Elsewhere in his essay, Eliot points to other ways in which understanding can eclipse enjoyment. One of these is the dissection of a text by examining its sources, so he argues that:
The explanation of poetry by examination of the process of its sources is not the method of all contemporary criticism by any means; but it is a method which responds to the desire of a good many readers that poetry should be explained to them in terms of something else.[4]
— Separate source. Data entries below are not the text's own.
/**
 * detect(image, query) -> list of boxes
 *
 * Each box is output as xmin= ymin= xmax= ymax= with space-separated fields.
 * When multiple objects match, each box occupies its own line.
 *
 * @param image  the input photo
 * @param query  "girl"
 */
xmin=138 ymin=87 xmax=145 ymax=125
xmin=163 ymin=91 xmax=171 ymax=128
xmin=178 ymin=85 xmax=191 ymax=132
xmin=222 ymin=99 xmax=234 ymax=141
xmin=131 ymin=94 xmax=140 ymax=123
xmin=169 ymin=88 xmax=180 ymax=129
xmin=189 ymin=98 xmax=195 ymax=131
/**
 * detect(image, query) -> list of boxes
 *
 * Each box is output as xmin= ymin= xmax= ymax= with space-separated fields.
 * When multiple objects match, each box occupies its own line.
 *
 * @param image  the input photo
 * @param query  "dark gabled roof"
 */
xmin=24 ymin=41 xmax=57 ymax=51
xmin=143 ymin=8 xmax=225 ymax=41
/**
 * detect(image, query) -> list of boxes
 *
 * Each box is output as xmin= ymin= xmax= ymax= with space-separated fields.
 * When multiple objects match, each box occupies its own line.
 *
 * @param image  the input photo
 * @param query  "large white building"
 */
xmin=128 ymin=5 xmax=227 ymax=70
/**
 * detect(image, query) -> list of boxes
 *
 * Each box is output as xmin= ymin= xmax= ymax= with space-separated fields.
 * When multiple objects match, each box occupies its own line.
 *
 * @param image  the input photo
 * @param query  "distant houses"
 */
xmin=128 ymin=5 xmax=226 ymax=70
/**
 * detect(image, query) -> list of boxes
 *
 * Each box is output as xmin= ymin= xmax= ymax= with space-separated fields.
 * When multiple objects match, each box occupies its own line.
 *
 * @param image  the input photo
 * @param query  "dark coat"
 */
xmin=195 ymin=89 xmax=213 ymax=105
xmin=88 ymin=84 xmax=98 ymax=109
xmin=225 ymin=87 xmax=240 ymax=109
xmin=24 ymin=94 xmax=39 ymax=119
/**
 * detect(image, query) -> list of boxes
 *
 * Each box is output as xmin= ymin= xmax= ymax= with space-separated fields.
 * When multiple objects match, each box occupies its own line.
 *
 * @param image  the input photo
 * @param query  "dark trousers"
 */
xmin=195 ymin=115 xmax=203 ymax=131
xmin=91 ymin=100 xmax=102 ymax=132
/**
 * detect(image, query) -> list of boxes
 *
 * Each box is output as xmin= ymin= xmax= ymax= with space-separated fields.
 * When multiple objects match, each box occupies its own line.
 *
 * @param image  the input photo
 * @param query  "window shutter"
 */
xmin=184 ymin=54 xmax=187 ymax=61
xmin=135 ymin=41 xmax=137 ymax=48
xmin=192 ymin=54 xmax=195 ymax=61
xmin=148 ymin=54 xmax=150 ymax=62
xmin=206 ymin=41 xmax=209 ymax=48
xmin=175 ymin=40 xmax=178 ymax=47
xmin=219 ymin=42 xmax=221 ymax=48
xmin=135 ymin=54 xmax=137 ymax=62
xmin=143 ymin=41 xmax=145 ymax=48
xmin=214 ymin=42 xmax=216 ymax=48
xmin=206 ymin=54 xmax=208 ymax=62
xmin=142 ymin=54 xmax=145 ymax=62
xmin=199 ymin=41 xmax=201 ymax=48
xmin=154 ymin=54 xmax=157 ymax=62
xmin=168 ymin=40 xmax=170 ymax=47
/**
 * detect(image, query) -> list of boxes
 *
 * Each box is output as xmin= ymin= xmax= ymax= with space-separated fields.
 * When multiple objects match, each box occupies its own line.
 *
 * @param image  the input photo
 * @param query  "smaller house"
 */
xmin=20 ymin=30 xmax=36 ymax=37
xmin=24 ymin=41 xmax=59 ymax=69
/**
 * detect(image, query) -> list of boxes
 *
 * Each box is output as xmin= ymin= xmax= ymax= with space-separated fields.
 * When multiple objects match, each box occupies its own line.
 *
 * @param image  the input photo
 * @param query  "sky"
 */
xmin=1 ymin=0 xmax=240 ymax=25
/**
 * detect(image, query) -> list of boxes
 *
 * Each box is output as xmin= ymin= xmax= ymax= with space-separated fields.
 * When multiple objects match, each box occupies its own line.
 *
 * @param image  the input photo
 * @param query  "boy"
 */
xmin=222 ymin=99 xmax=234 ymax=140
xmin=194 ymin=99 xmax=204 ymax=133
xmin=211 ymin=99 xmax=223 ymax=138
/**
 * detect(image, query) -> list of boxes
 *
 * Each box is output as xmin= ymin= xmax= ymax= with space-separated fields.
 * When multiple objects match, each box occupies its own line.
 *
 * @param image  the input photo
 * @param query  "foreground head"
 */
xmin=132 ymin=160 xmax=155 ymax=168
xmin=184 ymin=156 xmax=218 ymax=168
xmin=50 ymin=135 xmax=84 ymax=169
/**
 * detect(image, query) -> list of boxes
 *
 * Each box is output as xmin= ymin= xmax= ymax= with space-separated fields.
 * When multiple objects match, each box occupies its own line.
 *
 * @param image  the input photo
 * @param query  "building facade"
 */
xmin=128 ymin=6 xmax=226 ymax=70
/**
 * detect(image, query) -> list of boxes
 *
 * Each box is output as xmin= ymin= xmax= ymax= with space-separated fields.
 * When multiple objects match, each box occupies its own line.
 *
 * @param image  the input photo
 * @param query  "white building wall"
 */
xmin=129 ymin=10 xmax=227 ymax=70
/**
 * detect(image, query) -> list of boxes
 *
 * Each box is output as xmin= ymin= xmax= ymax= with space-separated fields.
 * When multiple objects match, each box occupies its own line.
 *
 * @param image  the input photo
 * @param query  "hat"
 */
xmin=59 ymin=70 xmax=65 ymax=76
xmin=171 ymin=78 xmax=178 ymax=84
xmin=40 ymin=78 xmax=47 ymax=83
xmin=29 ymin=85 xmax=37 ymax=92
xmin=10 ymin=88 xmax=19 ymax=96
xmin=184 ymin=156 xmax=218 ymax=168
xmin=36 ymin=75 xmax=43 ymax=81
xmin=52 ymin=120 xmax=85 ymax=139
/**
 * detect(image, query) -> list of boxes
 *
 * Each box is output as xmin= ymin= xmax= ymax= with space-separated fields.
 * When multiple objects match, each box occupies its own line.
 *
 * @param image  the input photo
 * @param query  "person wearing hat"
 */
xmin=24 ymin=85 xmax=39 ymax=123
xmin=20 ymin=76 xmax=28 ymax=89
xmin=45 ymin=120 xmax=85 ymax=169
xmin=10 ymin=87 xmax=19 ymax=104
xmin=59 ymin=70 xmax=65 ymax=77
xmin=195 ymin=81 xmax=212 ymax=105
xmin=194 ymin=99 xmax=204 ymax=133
This point also resonates with another problem with Form Criticism. Eliot discusses a book of literary criticism which examines some well-known major poems, where the poems were analysed line by line with no reference to the author or their other work. He captures the negative impact this has on enjoying the poems:
For nearly all the poems in the volume were poems that I had known and loved for many years; and after reading the analyses, I found I was slow to recover my previous feeling about the poems. It was as if someone had taken a machine to pieces and it left me with the task of reassembling the parts. I suspect, in fact, that a good deal of the value of an interpretation is—that it should be my own interpretation.[5]
The point that we need to create our own interpretation is a vital one when it comes to the Psalms and indeed all Scripture. Scripture cannot be fed upon second hand—any more than poetry. However good they might be, a sermon, a blog or a commentary can only ever lead us to Scripture. If we only hear the three points, or the propositional truths of the passage, or tense and grammar, we have not experienced, or as Eliot would put it, enjoyed Scripture.
Elsewhere in his essay Eliot warns us of the potential danger of all types of critical reading:
For the tendency is so general, to believe that we understand a poem when we have identified its origins and traced the process to which the poet submitted his materials, that we may easily believe the converse—that any explanation of the poem is also an account of how it was written.[6]
Such an exploration of cause and effect is an inevitable part of understanding a poem, but only a part of the process. There is a real danger that the aspect of enjoyment which gives a poem its vitality is either forgotten or undermined. There is a danger that the attempt at understanding a poem can do violence to what a poem actually is. When the poems are the biblical Psalms what they are is poems, with all that normally means, and they also have a potential to transform. Enjoyment of the Psalms means seeing them poetically – marvelling at the language and metaphor, awakening to what they reveal and conceal about God, meditating on what they reveal about us. It also means being open to their work as Scripture which is entirely coherent and cogent with their poetic nature.
We conclude with some words of Eliot which encourage us about the vital connection we can have with the Psalms:
What matters is the experience which is the same for all human beings of different centuries and languages capable of enjoying poetry, the spark which can leap across 2,500 years.[7]
[1] T. S. Eliot, ‘The Frontiers of Criticism’, a 1956 lecture pp.111-31 in T. S. Eliot, On Poetry and Poets, New York: Farrars, Straus and Giroux (1957).
[2] Passim, p.128.
[3] Passim p. 124.
[4] Passim, p.125.
[5] Passim, p.127.
[6] Passim, p.126.
[7] Passim, p.131.
Thanks for all the materials you’ve been posting. I haven’t read a lot of them, but I’m definitely saving them for when I can get to them. I love the Psalms and think they’re very important, so anything that makes it easier to understand them is appreciated. Thanks for your labor of love.